SPRINGFIELD, Ill. (WLS) -- As the clock ticks toward the deadline for a state budget, House Speaker Michael Madigan says he is on track to pass a Democratic spending plan with a large shortfall, but he's still hopeful he can reach middle ground with Gov. Bruce Rauner.
In an exclusive interview with ABC7, the long-time speaker and rookie governor seem to be miles apart on a budget agreement. But that doesn't faze Madigan, who says he's been there and done that.
"A majority of my time in the legislature has been under Republican governors," Madigan said. "It can be done."

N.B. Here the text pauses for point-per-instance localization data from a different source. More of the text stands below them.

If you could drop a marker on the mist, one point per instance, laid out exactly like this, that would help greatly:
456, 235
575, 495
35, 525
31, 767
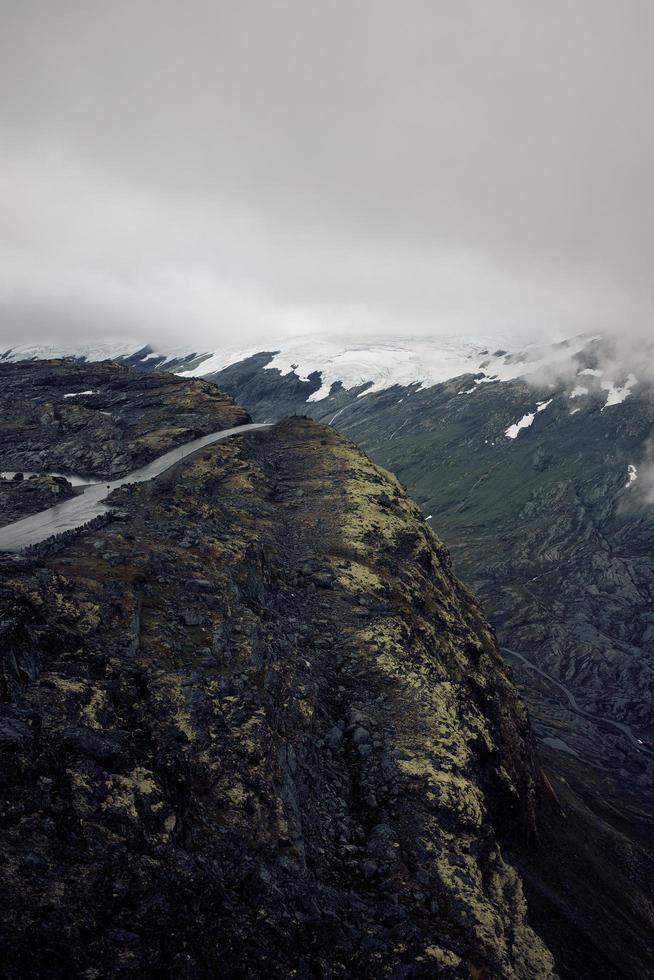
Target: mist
218, 173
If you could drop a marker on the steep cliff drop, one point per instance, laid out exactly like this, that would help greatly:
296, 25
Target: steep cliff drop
256, 728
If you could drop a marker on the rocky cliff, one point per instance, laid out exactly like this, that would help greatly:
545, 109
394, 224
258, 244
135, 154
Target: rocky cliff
257, 728
101, 419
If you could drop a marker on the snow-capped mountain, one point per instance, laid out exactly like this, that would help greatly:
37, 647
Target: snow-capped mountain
376, 365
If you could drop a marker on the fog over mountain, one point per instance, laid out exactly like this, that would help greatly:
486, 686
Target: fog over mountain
227, 172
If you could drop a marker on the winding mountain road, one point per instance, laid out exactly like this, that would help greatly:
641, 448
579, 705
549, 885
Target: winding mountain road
76, 511
572, 701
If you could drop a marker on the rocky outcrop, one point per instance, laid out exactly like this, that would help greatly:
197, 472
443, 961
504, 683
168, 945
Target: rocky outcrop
258, 728
101, 419
20, 497
546, 531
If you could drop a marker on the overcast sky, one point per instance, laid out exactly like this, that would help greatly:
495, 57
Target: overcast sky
225, 172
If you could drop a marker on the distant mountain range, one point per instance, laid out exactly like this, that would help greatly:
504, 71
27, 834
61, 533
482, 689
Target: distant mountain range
534, 467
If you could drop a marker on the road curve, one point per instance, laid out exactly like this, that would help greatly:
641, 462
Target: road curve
76, 511
572, 701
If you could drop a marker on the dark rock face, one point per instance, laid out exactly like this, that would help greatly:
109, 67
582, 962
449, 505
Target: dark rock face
257, 728
101, 419
545, 530
20, 497
219, 761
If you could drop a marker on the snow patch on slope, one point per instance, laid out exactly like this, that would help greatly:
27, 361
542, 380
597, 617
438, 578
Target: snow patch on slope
618, 393
526, 420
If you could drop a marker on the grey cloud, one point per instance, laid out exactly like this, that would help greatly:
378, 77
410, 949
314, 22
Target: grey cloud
227, 170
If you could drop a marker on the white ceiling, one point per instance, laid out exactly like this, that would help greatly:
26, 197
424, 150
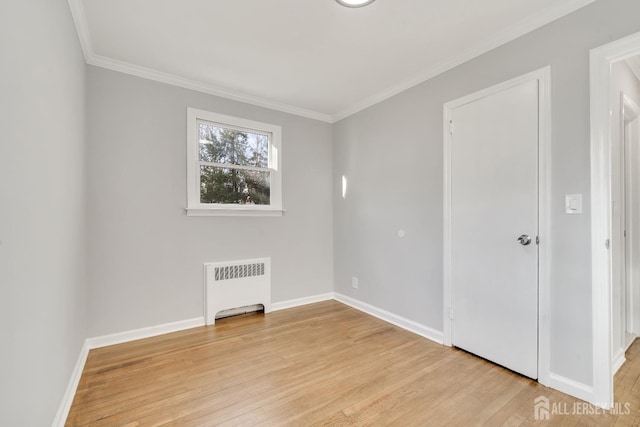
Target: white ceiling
309, 57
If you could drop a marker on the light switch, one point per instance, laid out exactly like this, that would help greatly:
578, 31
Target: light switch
573, 204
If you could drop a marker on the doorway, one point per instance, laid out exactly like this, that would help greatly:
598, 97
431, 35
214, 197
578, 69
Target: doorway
604, 261
625, 185
496, 238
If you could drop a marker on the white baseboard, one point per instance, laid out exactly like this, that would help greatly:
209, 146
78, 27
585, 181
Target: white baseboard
394, 319
571, 387
618, 360
283, 305
72, 386
137, 334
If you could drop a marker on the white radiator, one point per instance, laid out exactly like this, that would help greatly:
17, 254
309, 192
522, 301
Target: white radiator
235, 284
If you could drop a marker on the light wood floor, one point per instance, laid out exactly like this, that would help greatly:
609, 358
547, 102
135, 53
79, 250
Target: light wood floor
321, 364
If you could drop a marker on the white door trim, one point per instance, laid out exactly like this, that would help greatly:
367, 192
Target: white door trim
543, 76
600, 68
629, 111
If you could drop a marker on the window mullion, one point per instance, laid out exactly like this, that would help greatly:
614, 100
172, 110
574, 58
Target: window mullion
232, 166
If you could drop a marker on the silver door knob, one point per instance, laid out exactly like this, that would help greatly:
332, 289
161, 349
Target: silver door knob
524, 240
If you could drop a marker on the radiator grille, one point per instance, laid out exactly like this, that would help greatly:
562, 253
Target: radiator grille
238, 271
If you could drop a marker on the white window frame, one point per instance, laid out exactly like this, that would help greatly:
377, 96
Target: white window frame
194, 206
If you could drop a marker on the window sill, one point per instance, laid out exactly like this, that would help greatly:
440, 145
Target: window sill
234, 212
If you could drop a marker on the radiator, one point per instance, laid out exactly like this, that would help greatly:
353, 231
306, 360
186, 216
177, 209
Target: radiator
235, 284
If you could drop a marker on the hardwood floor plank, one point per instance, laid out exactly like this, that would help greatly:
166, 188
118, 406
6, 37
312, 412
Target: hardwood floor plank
324, 364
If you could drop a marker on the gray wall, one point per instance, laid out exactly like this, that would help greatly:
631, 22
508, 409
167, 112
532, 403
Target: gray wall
392, 154
43, 319
146, 255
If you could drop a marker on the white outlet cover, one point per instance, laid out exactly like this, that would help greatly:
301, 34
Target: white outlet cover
573, 204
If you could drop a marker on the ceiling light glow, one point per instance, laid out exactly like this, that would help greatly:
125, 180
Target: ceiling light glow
355, 3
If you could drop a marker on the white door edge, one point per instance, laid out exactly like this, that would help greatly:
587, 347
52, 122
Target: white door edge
600, 75
543, 76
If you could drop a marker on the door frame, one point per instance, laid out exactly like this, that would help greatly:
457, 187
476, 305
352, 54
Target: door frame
601, 59
629, 111
543, 76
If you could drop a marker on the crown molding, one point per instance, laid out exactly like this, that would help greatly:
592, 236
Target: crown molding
80, 20
502, 37
171, 79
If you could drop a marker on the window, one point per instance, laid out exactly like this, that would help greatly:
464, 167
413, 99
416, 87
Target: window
233, 166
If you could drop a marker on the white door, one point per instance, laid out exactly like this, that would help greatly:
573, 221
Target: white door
494, 201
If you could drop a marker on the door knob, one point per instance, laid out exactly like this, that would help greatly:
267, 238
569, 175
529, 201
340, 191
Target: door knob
524, 240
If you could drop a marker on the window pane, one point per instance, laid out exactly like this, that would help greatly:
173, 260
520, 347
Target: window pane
229, 146
234, 186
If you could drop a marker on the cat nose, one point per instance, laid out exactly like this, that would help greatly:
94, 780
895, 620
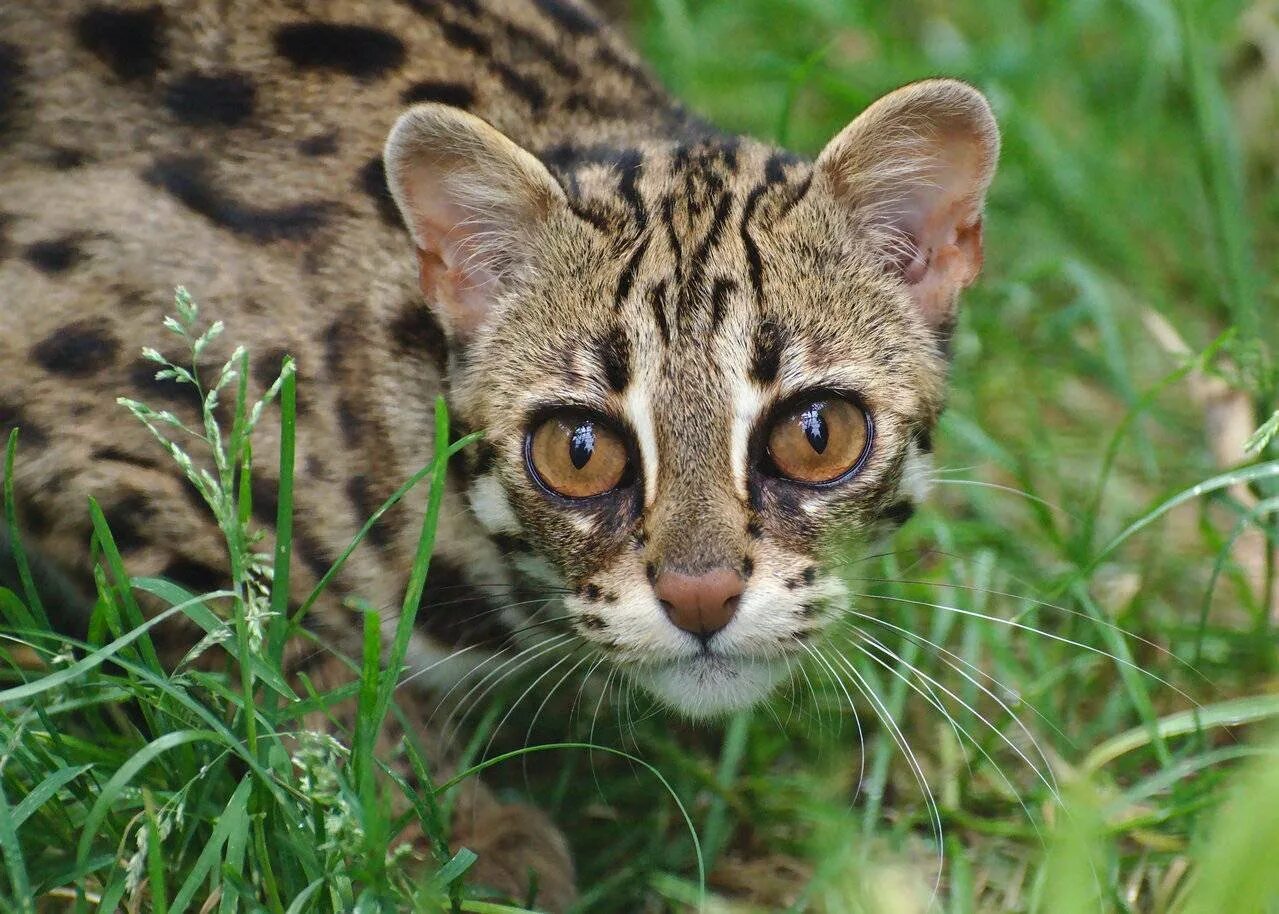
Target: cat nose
700, 604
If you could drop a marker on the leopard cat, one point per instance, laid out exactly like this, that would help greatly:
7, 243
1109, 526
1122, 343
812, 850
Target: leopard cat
697, 361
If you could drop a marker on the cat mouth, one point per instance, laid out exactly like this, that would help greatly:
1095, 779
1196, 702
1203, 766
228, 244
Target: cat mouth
710, 684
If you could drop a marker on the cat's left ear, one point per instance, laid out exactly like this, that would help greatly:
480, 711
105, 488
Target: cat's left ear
473, 202
913, 168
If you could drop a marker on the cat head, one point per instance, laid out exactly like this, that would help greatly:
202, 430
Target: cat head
704, 368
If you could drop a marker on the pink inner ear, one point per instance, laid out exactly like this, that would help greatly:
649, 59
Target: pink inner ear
452, 267
940, 230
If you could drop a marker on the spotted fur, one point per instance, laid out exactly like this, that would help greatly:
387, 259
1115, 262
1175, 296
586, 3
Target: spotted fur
629, 258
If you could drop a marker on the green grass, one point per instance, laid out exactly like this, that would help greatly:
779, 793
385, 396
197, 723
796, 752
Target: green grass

The speaker responded to Gov. Rauner's press release Thursday morning that repeated an opinion that there's a Madigan and Senate President John Cullerton "problem" in Springfield.
"At this time it doesn't help to get into political rhetoric, political name-calling," Madigan said.
The capitol's most powerful Democrat commandeered the budget process from Rauner this week. He announced that he and Cullerton will write a spending plan that's $3 billion short of money needed to pay for it.
"We're not hiding anything. We're not being deceitful," Madigan said. "The governor has his own spending plan. Both plans don't have enough money to be paid for. We need more money to pay for the state's spending plan."
But the governor says no tax increases unless he gets pro-business reforms that Republicans say will rescue the state's sagging economy.
"This Governor was elected by the people to address some of these structural problems we have. I think he's holding firm and I support that," said Rep. Ron Sandack, R-Downers Grove.
"Charles, those are non-budget issues, non-budget issues," Madigan said.
ABC7's Charles Thomas said: "But the governor has made them so important, so critical."
"This is where I say that it's critical that we not get on the extreme of things, that we move to the center," Madigan said.
The regular legislative session is scheduled to end Sunday at midnight. ABC7 has learned the governor's supporters are considering a campaign-style television blitz to tell Rauner's side and make Mike Madigan the bad guy.
"I've been a Republican target for many, many years. I'm very accustomed to it," Madigan said.
Madigan repeated that his goal during budget negotiations will be to help and protect middle-class families. That's the same purpose we have heard from Rauner and his staff.